Võ Văn Tần (21 August 1894 – 28 August 1941) was a Vietnamese revolutionary and a senior leader of the Indochina Communist Party during the period 1930-1940. He was executed by French firing squad at the Giồng T-road junction (ngã ba Giồng) in Hóc Môn District along with Nguyễn Thị Minh Khai and Nguyễn Văn Cừ in August 1941.

==Biography==
Võ Văn Tần was born to a poor farmer family on August 21, 1891, in Đức Hòa district, Chợ Lớn province (now in Long An province), and was the older brother of Võ Văn Ngân. Growing up, he went to Saigon to work as a rickshaw puller to make a living.

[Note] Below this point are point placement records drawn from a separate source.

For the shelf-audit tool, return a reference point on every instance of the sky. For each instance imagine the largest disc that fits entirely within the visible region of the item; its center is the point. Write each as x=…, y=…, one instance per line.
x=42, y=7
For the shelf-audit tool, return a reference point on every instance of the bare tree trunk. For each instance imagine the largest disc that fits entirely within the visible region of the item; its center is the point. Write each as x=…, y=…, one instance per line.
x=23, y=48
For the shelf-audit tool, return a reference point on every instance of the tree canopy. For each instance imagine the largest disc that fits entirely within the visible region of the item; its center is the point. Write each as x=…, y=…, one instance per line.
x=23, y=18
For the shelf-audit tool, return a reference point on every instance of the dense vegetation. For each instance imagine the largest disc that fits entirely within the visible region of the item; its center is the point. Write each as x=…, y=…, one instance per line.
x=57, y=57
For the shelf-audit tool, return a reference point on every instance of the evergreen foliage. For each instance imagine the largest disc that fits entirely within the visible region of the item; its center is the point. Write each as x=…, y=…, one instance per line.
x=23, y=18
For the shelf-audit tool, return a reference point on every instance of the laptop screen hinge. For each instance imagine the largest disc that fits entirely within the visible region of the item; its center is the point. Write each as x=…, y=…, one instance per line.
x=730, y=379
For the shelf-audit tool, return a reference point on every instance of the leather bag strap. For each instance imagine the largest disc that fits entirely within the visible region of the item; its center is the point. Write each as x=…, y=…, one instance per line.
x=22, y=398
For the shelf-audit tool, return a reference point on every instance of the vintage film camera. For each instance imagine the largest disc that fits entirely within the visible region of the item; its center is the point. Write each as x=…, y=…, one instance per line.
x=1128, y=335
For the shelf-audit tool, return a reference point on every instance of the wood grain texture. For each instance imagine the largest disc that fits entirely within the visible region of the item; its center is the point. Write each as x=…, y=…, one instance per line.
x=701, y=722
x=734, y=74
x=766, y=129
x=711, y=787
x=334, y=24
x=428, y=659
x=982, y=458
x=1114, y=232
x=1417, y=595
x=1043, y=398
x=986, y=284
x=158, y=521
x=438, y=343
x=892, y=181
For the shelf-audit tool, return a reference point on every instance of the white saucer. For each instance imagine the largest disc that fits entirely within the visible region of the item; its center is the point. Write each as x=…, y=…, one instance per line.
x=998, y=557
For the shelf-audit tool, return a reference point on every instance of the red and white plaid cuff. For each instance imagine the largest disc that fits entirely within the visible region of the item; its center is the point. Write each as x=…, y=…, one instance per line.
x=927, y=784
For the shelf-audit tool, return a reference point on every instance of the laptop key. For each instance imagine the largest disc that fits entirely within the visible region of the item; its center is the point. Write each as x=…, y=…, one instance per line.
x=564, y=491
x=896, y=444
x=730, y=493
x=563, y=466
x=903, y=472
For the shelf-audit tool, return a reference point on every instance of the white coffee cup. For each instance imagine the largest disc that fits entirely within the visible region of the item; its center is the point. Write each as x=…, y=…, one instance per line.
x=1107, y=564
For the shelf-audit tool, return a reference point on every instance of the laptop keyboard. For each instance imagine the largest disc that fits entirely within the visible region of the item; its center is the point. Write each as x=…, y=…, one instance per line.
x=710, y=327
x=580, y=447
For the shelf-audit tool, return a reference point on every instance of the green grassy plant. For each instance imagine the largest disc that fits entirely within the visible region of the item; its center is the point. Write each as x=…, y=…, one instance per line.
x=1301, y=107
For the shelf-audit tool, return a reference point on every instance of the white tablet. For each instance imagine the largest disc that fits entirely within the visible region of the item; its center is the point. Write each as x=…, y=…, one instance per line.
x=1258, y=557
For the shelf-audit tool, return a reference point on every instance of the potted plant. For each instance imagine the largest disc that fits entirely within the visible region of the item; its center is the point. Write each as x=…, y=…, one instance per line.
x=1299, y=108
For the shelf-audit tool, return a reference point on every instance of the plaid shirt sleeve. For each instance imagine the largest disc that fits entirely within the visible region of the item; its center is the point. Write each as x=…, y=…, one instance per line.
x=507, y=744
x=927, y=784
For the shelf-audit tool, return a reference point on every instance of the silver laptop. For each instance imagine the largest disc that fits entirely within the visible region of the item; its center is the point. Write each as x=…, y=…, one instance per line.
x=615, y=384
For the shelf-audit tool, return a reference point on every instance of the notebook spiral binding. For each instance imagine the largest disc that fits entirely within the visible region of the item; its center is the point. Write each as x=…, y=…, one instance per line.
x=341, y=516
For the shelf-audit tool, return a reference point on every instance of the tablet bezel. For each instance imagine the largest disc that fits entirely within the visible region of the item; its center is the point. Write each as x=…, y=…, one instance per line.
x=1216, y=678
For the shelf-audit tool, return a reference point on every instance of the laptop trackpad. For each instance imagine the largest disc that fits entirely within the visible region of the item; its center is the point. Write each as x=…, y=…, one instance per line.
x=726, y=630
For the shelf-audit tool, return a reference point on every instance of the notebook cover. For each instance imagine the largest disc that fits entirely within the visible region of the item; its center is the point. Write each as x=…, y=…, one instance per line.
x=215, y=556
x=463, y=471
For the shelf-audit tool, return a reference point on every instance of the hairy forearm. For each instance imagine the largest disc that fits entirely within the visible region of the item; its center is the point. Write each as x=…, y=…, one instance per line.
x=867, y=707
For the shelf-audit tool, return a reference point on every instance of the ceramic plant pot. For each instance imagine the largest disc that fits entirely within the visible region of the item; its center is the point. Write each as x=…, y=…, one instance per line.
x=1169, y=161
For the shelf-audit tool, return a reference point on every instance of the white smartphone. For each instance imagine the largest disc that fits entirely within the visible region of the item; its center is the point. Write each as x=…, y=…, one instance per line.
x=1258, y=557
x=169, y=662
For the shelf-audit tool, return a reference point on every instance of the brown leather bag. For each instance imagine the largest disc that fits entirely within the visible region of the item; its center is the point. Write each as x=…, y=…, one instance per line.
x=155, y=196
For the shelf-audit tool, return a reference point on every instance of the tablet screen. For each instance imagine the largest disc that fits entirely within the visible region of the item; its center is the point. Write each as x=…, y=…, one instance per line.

He joined local struggles early, participating in Nguyễn An Ninh's organization, then transferring to the An Nam Communist Party organization in 1929, where he became thee First District Party Committee Secretary of Đức Hòa district in 1930, organizing peasant revolts in Đức Hòa. He was sentenced to death in absentia by the French colonialists on June 4, 1930. He then became Secretary of the Chợ Lớn Provincial Party Committee (1931), Secretary of the Gia Định Provincial Party Committee (1932). Starting in 1936, the organization led the revolutionary movement in Saigon and the provinces of Cochinchina. He served as Secretary of the Southern Party Committee and member of the Party Central Committee (1937 - 1940). He attended the 6th Conference (November 1939) of the Party Central Committee meeting in Bà Điểm, Hóc Môn District.

He was arrested by the French colonialists on April 21, 1940, in Tan Xuan commune, Hóc Môn district and then executed by firing squad in Hóc Môn on August 28, 1941, along with a number of other revolutionaries and Communist leaders.

==Memorials==
Today, his name is given to many streets in Ho Chi Minh City and many other localities throughout the country. In his hometown, his name was given to Võ Văn Tần junior high school, Quarter 3, Đức Hòa town, Đức Hòa district, Long An province. At the Đức Hòa Crossroads historical site, the Võ Văn Tần monument is placed in the park named after him.